The Plant Journal
- Discipline: Plant sciences
- Language: English
- Edited by: Katherine J. Denby

Publication details
- History: 1991–present
- Publisher: Wiley on behalf of the Society for Experimental Biology (United Kingdom)
- Frequency: 24/year
- Open access: Hybrid (delayed)
- Impact factor: 5.7 (2024)

Standard abbreviations
- ISO 4: Plant J.

Indexing
- ISSN: 0960-7412 (print) 1365-313X (web)

Links
- Journal homepage;

= The Plant Journal =

The Plant Journal is a peer-reviewed scientific journal covering research in plant sciences, with an emphasis on molecular, cellular, and genetic aspects of plant biology. It is published by Wiley on behalf of the Society for Experimental Biology and was established in 1991. The journal publishes 24 issues per year. The current editor-in-chief is Katherine J. Denby (University of York). According to the Journal Citation Reports, the journal has a 2024 impact factor of 5.7.

==History==
The journal was established in 1991 to provide a dedicated venue for research in plant molecular biology at a time when advances in molecular techniques were transforming the study of plants. The founding editorial emphasized the goal of creating a broad-based, high-quality journal integrating approaches from genetics, biochemistry, cell biology, and development to address fundamental questions in plant biology.

Dianna Bowles served as the founding editor-in-chief from 1991 to 2002 and played a key role in establishing the journal's scope and editorial direction. She was succeeded by Harry Klee (2002–2010), followed by Christoph Benning (2010–2017), during whose tenure the journal marked its twentieth anniversary and further established its position in plant molecular sciences. Subsequent editors-in-chief include Lee Sweetlove (2017–2023) and Katherine J. Denby (2024–present), who has emphasized maintaining high editorial standards and supporting a broad and diverse plant science community.

==Scope and content==
The journal publishes original research articles and reviews spanning molecular, cellular, and genetic aspects of plant biology, including gene function, genomics, development, signaling, and biotechnology. From its inception, the journal aimed to integrate classical and molecular approaches to address fundamental biological questions in plants and to provide a dedicated venue for plant-focused research that might otherwise be underrepresented in general biology journals.
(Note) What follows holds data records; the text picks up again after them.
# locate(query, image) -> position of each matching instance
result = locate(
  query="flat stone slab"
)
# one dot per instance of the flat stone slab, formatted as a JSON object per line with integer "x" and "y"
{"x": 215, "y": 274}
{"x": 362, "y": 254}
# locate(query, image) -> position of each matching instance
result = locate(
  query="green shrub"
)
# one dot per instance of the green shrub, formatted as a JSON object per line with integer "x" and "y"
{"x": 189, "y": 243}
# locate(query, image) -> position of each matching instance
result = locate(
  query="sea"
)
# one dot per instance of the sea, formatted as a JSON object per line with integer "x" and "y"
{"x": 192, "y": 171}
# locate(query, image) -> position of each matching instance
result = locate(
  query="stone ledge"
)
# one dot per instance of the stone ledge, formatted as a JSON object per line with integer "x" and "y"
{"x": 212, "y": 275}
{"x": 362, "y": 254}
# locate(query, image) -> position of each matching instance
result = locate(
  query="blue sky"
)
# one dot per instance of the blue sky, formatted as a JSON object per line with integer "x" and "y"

In addition to primary research articles, the journal publishes reviews, technical advances, resource articles, and special issues highlighting emerging areas in plant science.

==Editors==
The following individuals have served as editor-in-chief:
- 1991–2002: Dianna Bowles
- 2002–2010: Harry Klee
- 2010–2017: Christoph Benning
- 2017–2023: Lee Sweetlove
- 2024–present: Katherine J. Denby

==Abstracting and indexing==
The journal is indexed in major bibliographic databases, including Science Citation Index Expanded, Scopus, and MEDLINE/PubMed.